I love that song, New Romantics which won’t be her next single but I wonder now if, giving the timing, she wishes that was the one she chose. It’s about relationships now are defined by angst and drama. Like they go looking for it. SHE goes looking for it. And the high that they get off of it. The high that SHE gets off of it. As I’ve mentioned before, this is what she and Kanye West have in common – deriving art from conflict, even though this itself is in conflict with her message of collaboration and Squad Support. That message is blasted in neon during her interview with Vanity Fair for the September. Excerpts were released last week but the full article is now up at the source.

As expected, Taylor, the most prolific friend collector in Hollywood right now, namechecks throughout the piece. She talks about how she and her girlfriends, 20 to 25 of them, text each other constantly, all day, and would never sell each other out. They know everything there it to know, there are no secrets between them, and they will never break each other’s trust – not for a boy, not for a job…

Until one of them does. And then she’ll call them out for their lack of “moral code”.

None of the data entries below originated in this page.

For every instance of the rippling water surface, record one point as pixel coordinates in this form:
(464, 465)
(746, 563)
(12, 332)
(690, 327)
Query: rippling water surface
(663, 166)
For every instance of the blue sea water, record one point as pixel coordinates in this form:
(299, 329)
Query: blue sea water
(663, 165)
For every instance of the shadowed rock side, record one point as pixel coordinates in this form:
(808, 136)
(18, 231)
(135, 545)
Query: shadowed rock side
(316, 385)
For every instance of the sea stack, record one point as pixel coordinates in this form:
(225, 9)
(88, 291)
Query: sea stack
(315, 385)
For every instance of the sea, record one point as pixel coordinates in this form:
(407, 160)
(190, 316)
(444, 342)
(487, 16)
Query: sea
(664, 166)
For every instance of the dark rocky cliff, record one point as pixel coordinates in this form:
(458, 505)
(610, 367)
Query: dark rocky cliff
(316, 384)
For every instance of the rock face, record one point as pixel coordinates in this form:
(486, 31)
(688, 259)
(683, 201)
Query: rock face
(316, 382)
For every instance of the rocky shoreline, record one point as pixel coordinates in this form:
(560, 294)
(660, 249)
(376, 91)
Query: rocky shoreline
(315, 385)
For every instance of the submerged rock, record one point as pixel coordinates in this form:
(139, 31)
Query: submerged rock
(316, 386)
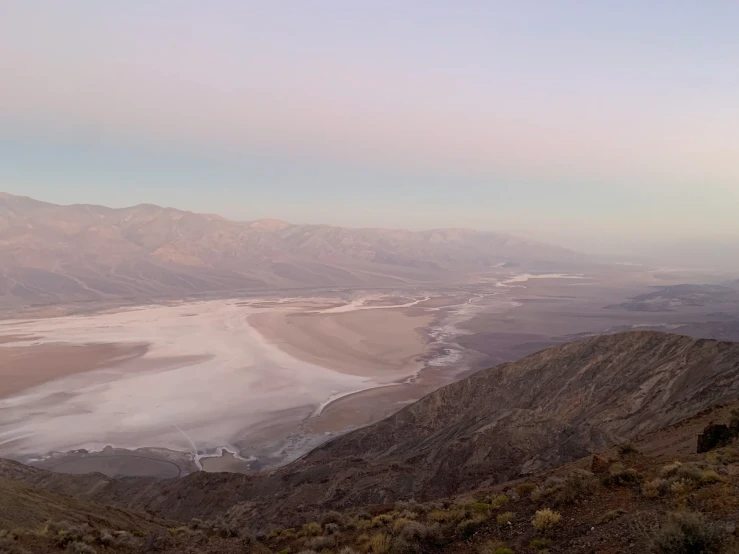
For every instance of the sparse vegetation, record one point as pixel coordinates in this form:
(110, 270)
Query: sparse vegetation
(505, 518)
(687, 533)
(545, 519)
(523, 490)
(539, 544)
(610, 515)
(379, 543)
(311, 529)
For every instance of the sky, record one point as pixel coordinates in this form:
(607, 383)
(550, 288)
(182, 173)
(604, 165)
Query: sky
(597, 125)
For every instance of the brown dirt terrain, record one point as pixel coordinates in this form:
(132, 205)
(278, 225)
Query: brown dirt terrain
(641, 500)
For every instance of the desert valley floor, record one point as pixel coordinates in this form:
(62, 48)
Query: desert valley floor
(254, 382)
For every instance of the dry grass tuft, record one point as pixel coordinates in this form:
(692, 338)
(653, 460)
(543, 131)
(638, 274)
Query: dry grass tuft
(545, 519)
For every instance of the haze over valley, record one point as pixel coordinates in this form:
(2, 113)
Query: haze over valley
(203, 343)
(369, 277)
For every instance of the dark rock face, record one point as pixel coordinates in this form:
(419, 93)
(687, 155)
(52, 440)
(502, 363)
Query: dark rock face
(499, 424)
(714, 436)
(599, 464)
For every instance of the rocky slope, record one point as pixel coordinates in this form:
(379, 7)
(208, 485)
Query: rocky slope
(499, 424)
(654, 495)
(51, 253)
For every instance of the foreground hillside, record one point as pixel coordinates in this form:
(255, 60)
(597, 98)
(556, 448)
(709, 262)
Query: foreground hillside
(501, 424)
(51, 253)
(653, 495)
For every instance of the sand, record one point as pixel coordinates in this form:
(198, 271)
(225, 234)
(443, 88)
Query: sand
(22, 367)
(194, 376)
(382, 343)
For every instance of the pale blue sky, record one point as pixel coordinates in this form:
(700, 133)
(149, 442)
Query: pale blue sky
(587, 123)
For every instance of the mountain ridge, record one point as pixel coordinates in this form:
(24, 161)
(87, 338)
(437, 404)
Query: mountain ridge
(502, 423)
(62, 254)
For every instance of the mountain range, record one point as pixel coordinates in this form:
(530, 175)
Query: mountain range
(60, 254)
(500, 424)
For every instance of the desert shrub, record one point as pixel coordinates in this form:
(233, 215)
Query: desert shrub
(710, 476)
(493, 547)
(619, 477)
(525, 489)
(690, 472)
(9, 544)
(319, 543)
(670, 469)
(576, 486)
(81, 548)
(505, 518)
(727, 455)
(681, 486)
(408, 514)
(480, 508)
(545, 519)
(382, 519)
(410, 505)
(379, 543)
(311, 529)
(539, 544)
(467, 527)
(610, 515)
(331, 529)
(687, 533)
(399, 523)
(363, 524)
(654, 488)
(626, 448)
(418, 532)
(446, 515)
(332, 517)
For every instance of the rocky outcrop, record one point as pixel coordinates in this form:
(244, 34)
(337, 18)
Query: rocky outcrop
(502, 423)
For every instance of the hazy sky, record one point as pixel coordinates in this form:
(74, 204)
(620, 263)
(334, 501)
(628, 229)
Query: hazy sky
(587, 123)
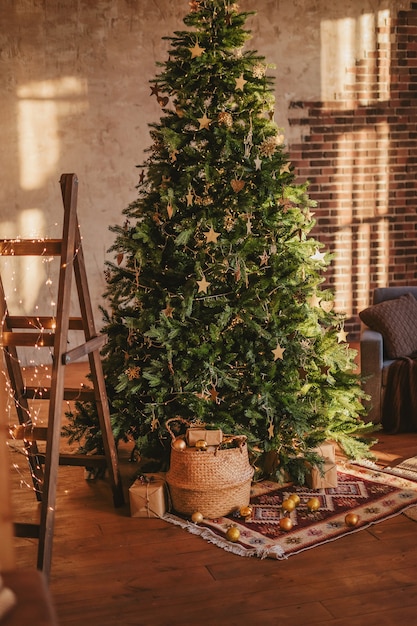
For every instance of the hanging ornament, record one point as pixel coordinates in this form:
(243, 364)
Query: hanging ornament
(278, 352)
(327, 305)
(249, 224)
(259, 70)
(214, 395)
(258, 163)
(285, 169)
(240, 82)
(203, 285)
(204, 122)
(225, 118)
(133, 372)
(189, 196)
(342, 336)
(318, 256)
(162, 101)
(211, 235)
(237, 184)
(155, 421)
(248, 141)
(314, 301)
(268, 146)
(196, 50)
(264, 258)
(168, 311)
(229, 222)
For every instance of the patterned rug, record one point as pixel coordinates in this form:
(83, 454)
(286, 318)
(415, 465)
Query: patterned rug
(373, 494)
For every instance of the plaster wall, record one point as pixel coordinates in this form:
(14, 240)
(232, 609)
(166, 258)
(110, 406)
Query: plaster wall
(75, 97)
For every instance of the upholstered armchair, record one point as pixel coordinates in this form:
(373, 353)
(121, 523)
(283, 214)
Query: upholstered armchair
(388, 331)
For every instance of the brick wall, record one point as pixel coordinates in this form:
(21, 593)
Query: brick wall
(359, 153)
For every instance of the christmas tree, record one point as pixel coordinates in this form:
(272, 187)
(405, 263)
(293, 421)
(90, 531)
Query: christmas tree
(216, 311)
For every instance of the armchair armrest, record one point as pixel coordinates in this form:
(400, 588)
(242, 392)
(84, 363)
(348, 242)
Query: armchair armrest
(371, 357)
(372, 351)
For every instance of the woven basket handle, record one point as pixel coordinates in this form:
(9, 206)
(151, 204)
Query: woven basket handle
(175, 419)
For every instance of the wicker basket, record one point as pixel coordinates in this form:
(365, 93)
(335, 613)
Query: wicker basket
(214, 482)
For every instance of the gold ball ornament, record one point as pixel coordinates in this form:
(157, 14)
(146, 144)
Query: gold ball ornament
(233, 533)
(295, 498)
(288, 505)
(285, 523)
(225, 118)
(313, 504)
(179, 444)
(245, 511)
(351, 519)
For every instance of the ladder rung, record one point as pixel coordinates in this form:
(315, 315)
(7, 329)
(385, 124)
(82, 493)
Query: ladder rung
(38, 339)
(81, 460)
(70, 394)
(41, 322)
(26, 530)
(86, 348)
(30, 247)
(29, 432)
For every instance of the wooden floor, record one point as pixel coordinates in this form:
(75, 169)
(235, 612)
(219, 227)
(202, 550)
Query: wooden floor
(111, 569)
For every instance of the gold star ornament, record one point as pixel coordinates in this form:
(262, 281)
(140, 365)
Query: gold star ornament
(203, 285)
(278, 352)
(341, 336)
(204, 122)
(240, 82)
(196, 50)
(212, 236)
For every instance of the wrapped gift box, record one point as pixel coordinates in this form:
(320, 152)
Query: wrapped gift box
(212, 437)
(148, 496)
(325, 476)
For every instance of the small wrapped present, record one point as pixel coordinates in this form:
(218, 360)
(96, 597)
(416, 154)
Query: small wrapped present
(211, 437)
(148, 496)
(325, 476)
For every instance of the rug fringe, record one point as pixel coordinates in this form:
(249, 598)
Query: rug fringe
(235, 548)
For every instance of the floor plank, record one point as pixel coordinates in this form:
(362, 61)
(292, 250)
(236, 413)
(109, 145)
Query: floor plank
(110, 569)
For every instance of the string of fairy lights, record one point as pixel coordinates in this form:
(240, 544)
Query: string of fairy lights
(36, 367)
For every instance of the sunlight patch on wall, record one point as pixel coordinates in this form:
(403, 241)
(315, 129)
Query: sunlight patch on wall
(355, 59)
(43, 107)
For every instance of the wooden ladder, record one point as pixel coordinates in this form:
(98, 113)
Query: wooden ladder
(19, 331)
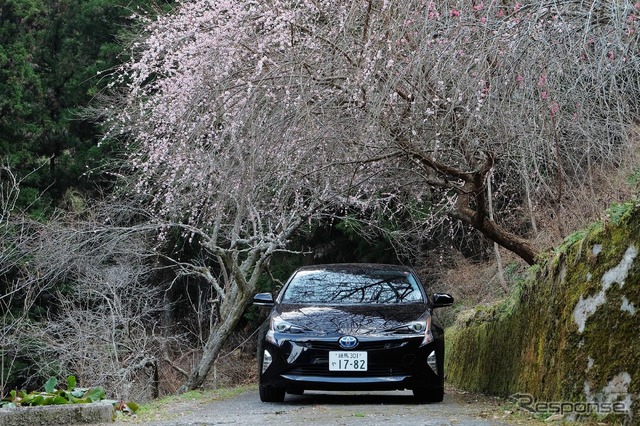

“I’ve trusted people before in friendships or relationships and have felt betrayed. I judge people based on their moral code; I think someone is nothing without a moral code. I don’t care if you’re talented or celebrated or successful or rich or popular, if you have no moral code. If you will betray your friend, if you will talk about them badly behind their back, if you will try to humiliate them or talk down to them, I have no interest in having a person like that in my life.”

Sure. I do get it – I get how intoxicating it can be to be surrounded by women, in summertime. Haven’t we all had those summers? Everything is so much fun. Everything is Just.So.Easy. And with Taylor and her crew, with all that access, all that privilege, it’s like they’re being followed around by a wind machine all day – easy breezy, all the time.

Being a friend isn’t easy though. Being a good friend, like maintaining a strong marriage, requires a lot of hard work (hi Ben Affleck) that goes beyond surface cheerleading. It means you don’t jump to conclusions when someone writes something on Twitter and retaliate on Twitter. It means you make the awkward phone call, and expose your vulnerability, by asking them, straight up…

Um… were you talking about me? Or, um, am I just always making everything about me?

I’m referring, of course, to what happened between Taylor and Nicki Minaj. You can’t be the President of the Girl Power Club and then doubt another girl, undermine her, and then turn on her publicly at the same time. That’s why Taylor’s friendship philosophy has been widely criticised as entry level 101.

The way she runs her business on the other hand…

That’s actually what interested me the most about this piece – the few details provided about how steadily she manages all the aspects of her brand. How well she transitions between her fans, industry players, and label executives. How comfortably she wears all those hats. How in control she is at all times of her schedule. This to me is the sexiest thing about her.